Barney Harford, chief operating officer, is leaving Uber. Chief Marketing Officer Rebecca Messina also has agreed to leave her role at Uber, but this is less than a year on the job.
What is interesting here, and what will rattle the nerves of at least some investors, is that if these positions were part of the mix ahead of the IPO are they suddenly not so great now that the IPO did not exactly act the best after its debut on the market?
As far as how to interpret this departure news, it may boil down to a series of “He said, she said.” And when that happens there are almost always going to be some doubters.
An SEC filing from Friday afternoon dropped the news. That statement said:
On June 7, 2019, Uber Technologies, Inc. (the “Company”) announced a number of leadership and organizational changes. Among other changes, Barney Harford, Chief Operating Officer, and Rebecca Messina, Chief Marketing Officer, will be leaving the Company.
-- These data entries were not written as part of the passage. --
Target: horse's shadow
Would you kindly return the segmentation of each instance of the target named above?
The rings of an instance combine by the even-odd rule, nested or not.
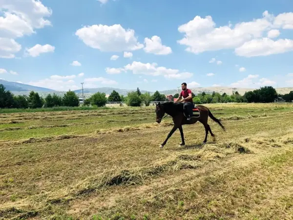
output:
[[[215,144],[215,141],[210,141],[207,142],[206,144]],[[202,149],[206,145],[203,143],[194,143],[192,144],[186,144],[184,146],[179,146],[179,147],[173,149],[174,151],[182,151],[188,149]]]

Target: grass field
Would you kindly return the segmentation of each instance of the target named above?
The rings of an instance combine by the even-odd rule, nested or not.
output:
[[[0,114],[0,219],[292,219],[293,104],[206,106],[162,150],[154,107]]]

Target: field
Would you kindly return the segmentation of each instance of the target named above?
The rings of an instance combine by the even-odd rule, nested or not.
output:
[[[163,149],[153,107],[0,114],[0,219],[292,219],[293,104],[206,106]]]

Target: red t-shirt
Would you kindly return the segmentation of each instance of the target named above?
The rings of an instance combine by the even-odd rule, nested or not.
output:
[[[190,89],[187,88],[185,90],[181,91],[181,92],[180,92],[180,95],[182,96],[183,97],[183,98],[185,98],[187,96],[188,96],[188,94],[191,94],[191,90]]]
In connection with these departures, Andrew Macdonald has been promoted to Senior Vice President, Global Rides, where he will oversee teams that manage the Global Rides business, Community Operations, Safety and Insurance, and Uber for Business. Jason Droege, who leads the Uber Eats business, will continue to lead Uber Eats, but will report directly to the CEO along with Andrew Macdonald as co-managers of our Core Platform business segment. Mr. Harford will stay until July to help with transition. In addition, Jill Hazelbaker, who currently oversees Policy and Communications, will assume responsibility for the Company’s Marketing function.
CEO Dara Khosrowshahi has reportedly sent an email to employees that the move is to eliminate Uber’s COO position for a more hands-on control over Uber’s main businesses of ride-hailing and food-delivery. Harford is set to step down on July 1. Khosrowshahi is also now combining the company’s marketing, communications and policies team all into one group for a consistent and unified narrative for customers, media and other interests.
Uber’ $45 per share IPO price seemed tame after Lyft’s IPO performed so horribly, but there were continued concerns and pressure with a weak market in May that took Uber’s shares down almost 20% in total. After hitting a post-IPO low of $36.08 Uber shares were last seen at $44.16 as of Friday’s close.
According to the Wall Street Journal, the CEO message is that after the IPO it was a good time to simplify the organization to set the company up for the future. Harford was very well compensated with a 2018 pay package of $48 million, but last summer he was also in a controversy after internal complaints of making racially insensitive remarks which he apologized about. The WSJ also noted a trend where larger companies have been eliminating their COO roles since 2000.
Meanwhile, a Barron’s weekend report says that Uber’s stock may be back but investors should not take a ride here. Barron’s has the same parent company as the Wall Street Journal.
Over the weekend, 24/7 Wall St. was emailed a statement from a group called Chief Outsider about Uber’s management changes. Jim McDonald, a Partner there, noted that eliminating the top operations and marketing officers won’t build confidence in Uber’s analysts and shareholders’ minds after a disappointing IPO and a stream of PR missteps. His statement said:
There’s nothing wrong with streamlining a dysfunctional company, but eliminating the top operations and marketing officers is not going to build confidence in Uber’s analysts and shareholders’ minds after a disappointing IPO and a stream PR missteps. Coupled with the basic Uber business model—which beyond quick-response convenience is not very consumer friendly with market pricing that can opportunistically gouge and with variability of vehicle and driver quality—this is only good news for Uber’s competitors.
Seeing major change like this would be one thing if the market was giving a resounding reception to the company. That hasn’t been the case, at least so far, for Uber. The company still has an ever-growing string of operating losses that is only going to keep growing. The reality is that ride-hailing customers who use Uber (or Lyft) should be expecting price hikes sooner rather than later. If a company is forced to operate with higher costs to its customers for it to remain viable, guess what will happen.